Adding config backward compatibility will allow us to iterate quickly while avoiding breaking the environment.

Motivation

While early birds are starting to deploy databend by themselves, it's time for us to establish some contracts between users. We should allow users to upgrade their deployments without breaking backward compatibility. In this RFC, we will focus on config.

config I mentioned here including:

  • config file that is read by databend-query and databend-meta.
  • config env that read by databend-query and databend-meta
  • application args that are accepted by databend-query and databend-meta
  • protobuf messaged that generated by databend-query (stored inside databend-meta)

Out of scope:

  • Tools like fuzz and metactl are not covered by this RFC.
  • Command-line UX of databend-query and databend-meta is another topic. We will not cover it in this RFC.
  • Config input/output by SQL/HTTP Rest API are not covered (for example, the output of table system.config)

For convenience, I will use databend to refer to databend-query and databend-meta.

With this RFC, our users will upgrade their deployments without breaking. Old configs should always work along with the new implementations.

Guide-level explanation

No action is needed for users to take while upgrading their deployments. They upgrade databend by replacing binaries and images directly.

Sometimes, they will get DEPRECATED warnings for some config fields. It's up to users to decide whether to migrate them. Before we introduce the versioned config formally, no config will be removed. And all config fields will work as before.

Reference-level explanation

Inside databend, we will split config into inner and outer:

inner

Config instances used inside databend. All logic SHOULD be implemented towards the inner config.

outer

Config instances are used as the front office of the databend. They will transform into an inner config.

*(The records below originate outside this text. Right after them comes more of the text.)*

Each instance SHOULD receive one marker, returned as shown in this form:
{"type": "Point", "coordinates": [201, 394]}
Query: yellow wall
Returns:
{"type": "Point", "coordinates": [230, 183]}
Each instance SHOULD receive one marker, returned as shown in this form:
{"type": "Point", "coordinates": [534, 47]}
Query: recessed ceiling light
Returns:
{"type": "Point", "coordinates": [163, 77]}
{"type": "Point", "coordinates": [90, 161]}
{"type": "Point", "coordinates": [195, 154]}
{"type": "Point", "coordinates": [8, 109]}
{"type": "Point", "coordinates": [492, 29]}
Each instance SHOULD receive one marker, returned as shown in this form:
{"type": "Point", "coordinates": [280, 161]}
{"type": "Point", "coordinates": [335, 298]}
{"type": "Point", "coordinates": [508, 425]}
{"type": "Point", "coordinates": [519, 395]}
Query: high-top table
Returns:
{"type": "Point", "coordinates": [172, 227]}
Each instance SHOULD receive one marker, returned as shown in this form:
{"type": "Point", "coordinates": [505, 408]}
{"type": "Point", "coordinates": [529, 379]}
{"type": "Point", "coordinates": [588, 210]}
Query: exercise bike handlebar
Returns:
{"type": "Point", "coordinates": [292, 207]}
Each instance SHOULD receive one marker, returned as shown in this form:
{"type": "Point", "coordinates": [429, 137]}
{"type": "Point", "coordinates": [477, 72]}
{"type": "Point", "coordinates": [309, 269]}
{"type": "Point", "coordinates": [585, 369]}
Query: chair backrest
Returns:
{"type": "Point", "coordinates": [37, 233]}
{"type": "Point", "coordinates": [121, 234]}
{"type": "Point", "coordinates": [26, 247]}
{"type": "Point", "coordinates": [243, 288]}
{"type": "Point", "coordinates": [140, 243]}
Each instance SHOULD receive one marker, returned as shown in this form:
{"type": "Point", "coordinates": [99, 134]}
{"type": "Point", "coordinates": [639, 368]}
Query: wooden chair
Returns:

Other modules SHOULD NOT depend on outer config.

Take query for example:

The inner config of the query will be like this:

#[derive(Clone, Default, Debug, PartialEq, Serialize, Deserialize)]
#[serde(default)]
pub struct Config {
pub query: QueryConfig,
pub log: LogConfig,
pub meta: MetaConfig,
pub storage: StorageConfig,
pub catalog: HiveCatalogConfig,
}

The outer config of the query will be like this:

#[derive(Clone, Default, Debug, PartialEq, Serialize, Deserialize, Parser)]
#[clap(about, version, author)]
#[serde(default)]
pub struct ConfigV0 {
#[clap(long, short = 'c', default_value_t)]
pub config_file: String,

#[clap(flatten)]
pub query: QueryConfigV0,

#[clap(flatten)]
pub log: LogConfigV0,

#[clap(flatten)]
pub meta: MetaConfigV0,

#[clap(flatten)]
pub storage: StorageConfigV0,

#[clap(flatten)]
pub catalog: HiveCatalogConfigV0,
}

The inner config users have to maintain the outer config.

For example: common-io should provide inner config StorageConfig. If query wants to include StorageConfig inside QueryConfig, query needs to:

  • Implement versioned outer config for StorageConfig called StorageConfigV0.
  • Implement Into<StorageConfig> for StorageConfigV0.
  • Refer StorageConfig in QueryConfig,
  • Refer StorageConfigV0 in QueryConfigV0.

Config Maintenance

All maintenance notices SHOULD be applied to the outer config struct.

  • Add config: add with new default is compatible, or it's forbidden.
  • Remove config: remove field is not allowed. Mark them as DEPRECATED instead.
  • Change config: change config type and structure are not allowed.

Drawbacks

Maintenance burden

Introducing an outer config will increase the complexity of the config handler.

Rationale and alternatives

The most important thing is that RFC intends to split inner and outer config instances. Make inner as simple as possible and leave the userland interactive works for outer to handle.

serde doesn't work in this way.

How to work with protobuf used by meta?

As described in the reference, the config used by protobuf is another outer config. It should handle versions by itself. Based on the current status of databend common-proto-conv, we will keep all fields until we decide to increase OLDEST_COMPATIBLE_VER.

Prior art

None, this RFC is the first try for backward config compatibility.

Unresolved questions

None.

Future possibilities

Introduce versioned config

We can introduce a versioned config to allow users to specify the config versions:

  • config file: version=42
  • config env: export CONFIG_VERSION=42
  • args: --config-version=42

Suppose compatible changes happened as a new config entry was added. databend will make sure that the entry has a default value.

Suppose incompatible changes happened, like config been removed/renamed/changed. databend increases the config version. The older version will still load by the specified version and be converted to the latest config internally. A DEPRECATED warning will also be printed for removed config fields. So users can decide whether to migrate them.

Load different versions from config files and envs

It's possible to load different versions from config files and envs.

For example:

Old version from config files:

version = 23

a = "Version 23"

New version from env:

export CONFIG_VERSION=42
export QUERY_B = "Version 42"

For the best situation, we can load from env via version 42 and then load from config via version 23.